Maybe not “typical”, but there is definitely such a thing as ‘classic’ Wire-pop, and this song is a classic example. It’s another in a long line of signature Wire-pop songs that begin on their first album (Fragile, Ex-Lion Tamer, Mannequin, Champs), and continues throughout each successive album, and beyond to the present day. Wire have always been a very multifaceted and layered band, and pop is definitely a slice of the pie.
THIS is a video as far as I'm concerned. Nothing too fancy, just weird and cryptic.
Bought this 45rpm single from a clearance rack. It was warped, and made the stylus jump about like crazy. Perhaps the stylus was as over-excited as I am whenever I listen to it
Back in the 80s i had a fav. Radio DJ called Steve Doyle and he always played great Pop, Soul, Funk, RnB songs, while my twin brother's fav. DJ was a guy called Nick Raynor who represented Indy, Underground music....and he always had the most amusing-yet-peculiar reportoirs, amongst others this one by Wire
i love wire. this one is perfect if you wanna just smoke a reefer and watch your cats tumble around.
that sounds delightful. and awesome reference in your username, friend!
u put them in the spin dryer too....
God genius bassline.
If i heard this the first time not knowing who it was by i would have NOT guessed it was recorded in the 80s. Sounds super modern.
Check out “The 15th” by them if you don’t already know it. Released in 1979, but sounds like early 2010s indie music
@@EricaFlippedThe 15th totally predicts The Pixies. I’ll never forget the very first time I heard The Pixies, in some record store in Huntington Beach, CA in 1988… and I immediately thought of The 15th. I went up to the counter and asked the guy at the register who it was that they were playing over the store p.a., and he told me it was this “new band out of Boston called The Pixies”. I just figured at the time that they must’ve been huge Wire fans. Fast forward to summer 1994. I met Frank Black, and started talking about Wire. Sure enough his eyes lit up and he told me in depth about how much he loved them.
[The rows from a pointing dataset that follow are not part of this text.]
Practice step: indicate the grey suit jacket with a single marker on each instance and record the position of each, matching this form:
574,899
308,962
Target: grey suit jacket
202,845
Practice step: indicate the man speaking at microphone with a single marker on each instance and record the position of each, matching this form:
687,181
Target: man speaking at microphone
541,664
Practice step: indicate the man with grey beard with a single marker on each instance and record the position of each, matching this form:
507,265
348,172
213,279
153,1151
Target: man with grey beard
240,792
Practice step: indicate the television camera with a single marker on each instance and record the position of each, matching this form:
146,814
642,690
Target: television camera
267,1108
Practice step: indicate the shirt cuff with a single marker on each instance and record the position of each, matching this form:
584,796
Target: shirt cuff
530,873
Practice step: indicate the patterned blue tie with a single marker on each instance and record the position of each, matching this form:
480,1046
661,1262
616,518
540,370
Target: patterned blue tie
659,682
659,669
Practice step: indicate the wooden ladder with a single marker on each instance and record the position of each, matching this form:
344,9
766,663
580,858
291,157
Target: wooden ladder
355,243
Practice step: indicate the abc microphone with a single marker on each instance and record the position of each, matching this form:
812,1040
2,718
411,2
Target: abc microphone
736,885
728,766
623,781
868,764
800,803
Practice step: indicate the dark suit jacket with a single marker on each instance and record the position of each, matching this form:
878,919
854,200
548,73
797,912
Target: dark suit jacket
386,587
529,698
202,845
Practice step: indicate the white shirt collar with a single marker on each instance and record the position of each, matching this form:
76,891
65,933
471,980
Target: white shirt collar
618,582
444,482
I was like “Yeah, I kind of figured”.
One of the best songs ever.
im having an out of body experience (not really). taken back to the late 1980s. alone and decompressing with music on MTVs "120 MInutes" (finally, the family went to bed, fuckers). the week's stress and anxiety of a certain youth were quelled when songs like this were heard. the rhythm, the soothing guitar riffs, and that cooing british voice....life is good.
Yes, I loved 120 Minutes! 90% of the music I still listen to was from those shows. 🎶🎵🎼📺
I really don’t get all the comments with people saying this sounds like the Smiths. I’m just not hearing it at all. This is straight up Wire-pop.
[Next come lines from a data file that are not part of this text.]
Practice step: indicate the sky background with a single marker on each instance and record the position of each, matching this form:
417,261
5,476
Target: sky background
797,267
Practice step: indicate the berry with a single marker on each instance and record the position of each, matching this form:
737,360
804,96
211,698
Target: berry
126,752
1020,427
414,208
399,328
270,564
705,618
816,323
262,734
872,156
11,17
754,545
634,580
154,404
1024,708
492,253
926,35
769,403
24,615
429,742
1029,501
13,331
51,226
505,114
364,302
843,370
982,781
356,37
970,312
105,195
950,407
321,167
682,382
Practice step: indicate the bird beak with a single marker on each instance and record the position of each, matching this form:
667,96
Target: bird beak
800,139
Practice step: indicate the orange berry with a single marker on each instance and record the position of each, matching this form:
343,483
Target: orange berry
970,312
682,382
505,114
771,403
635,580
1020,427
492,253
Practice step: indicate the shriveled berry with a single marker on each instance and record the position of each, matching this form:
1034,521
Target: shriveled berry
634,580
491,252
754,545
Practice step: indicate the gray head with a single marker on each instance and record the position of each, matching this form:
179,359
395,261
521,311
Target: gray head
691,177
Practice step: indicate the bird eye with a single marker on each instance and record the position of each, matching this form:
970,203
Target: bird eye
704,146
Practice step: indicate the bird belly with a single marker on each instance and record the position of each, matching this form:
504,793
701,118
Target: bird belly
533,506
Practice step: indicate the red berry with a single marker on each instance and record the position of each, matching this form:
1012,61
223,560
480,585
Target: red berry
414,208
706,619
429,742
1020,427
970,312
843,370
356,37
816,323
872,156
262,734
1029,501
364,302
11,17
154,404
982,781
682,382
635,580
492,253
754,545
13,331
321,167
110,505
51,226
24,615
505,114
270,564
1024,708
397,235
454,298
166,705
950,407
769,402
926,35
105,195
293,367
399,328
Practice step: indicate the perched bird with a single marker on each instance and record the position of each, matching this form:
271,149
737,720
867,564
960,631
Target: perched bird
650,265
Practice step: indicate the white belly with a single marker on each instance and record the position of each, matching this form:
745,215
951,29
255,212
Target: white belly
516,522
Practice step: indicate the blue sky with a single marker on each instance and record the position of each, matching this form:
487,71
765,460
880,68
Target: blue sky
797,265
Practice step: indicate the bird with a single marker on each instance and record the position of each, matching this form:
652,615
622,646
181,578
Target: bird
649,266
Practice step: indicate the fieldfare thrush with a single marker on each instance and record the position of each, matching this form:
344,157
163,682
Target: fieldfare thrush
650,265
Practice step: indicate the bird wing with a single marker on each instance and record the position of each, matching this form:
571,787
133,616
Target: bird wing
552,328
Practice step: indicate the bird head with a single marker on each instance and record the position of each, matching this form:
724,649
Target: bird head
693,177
The smiths are shit, wire are legend.
This used to play a on the radio and in the clubs back in those years. Where has the time and good music gone to???
what club!!! are you serious
@@algebrasuicide I used to live in Houston (Texas) back in the early 1990s and at the time there were two top-40 radio stations (93Q-KKBQ FM & Power 104-KRBE) that were going at each other’s throats by very much playing the same dark, obscure, independent music coming from the UK and Europe.
So the radio stations were broadcasting live from Houston dance club venues such as; Numbers, NRG, The Ocean Club, Club 6400, Xcess, DV8, Detour, Bayou Mama's and many more. Several of these clubs were located on the Richmond Avenue strip in the posh Galleria area of Houston. Most of the clubs have come and gone but whatever happened there I can tell you …went down in human history.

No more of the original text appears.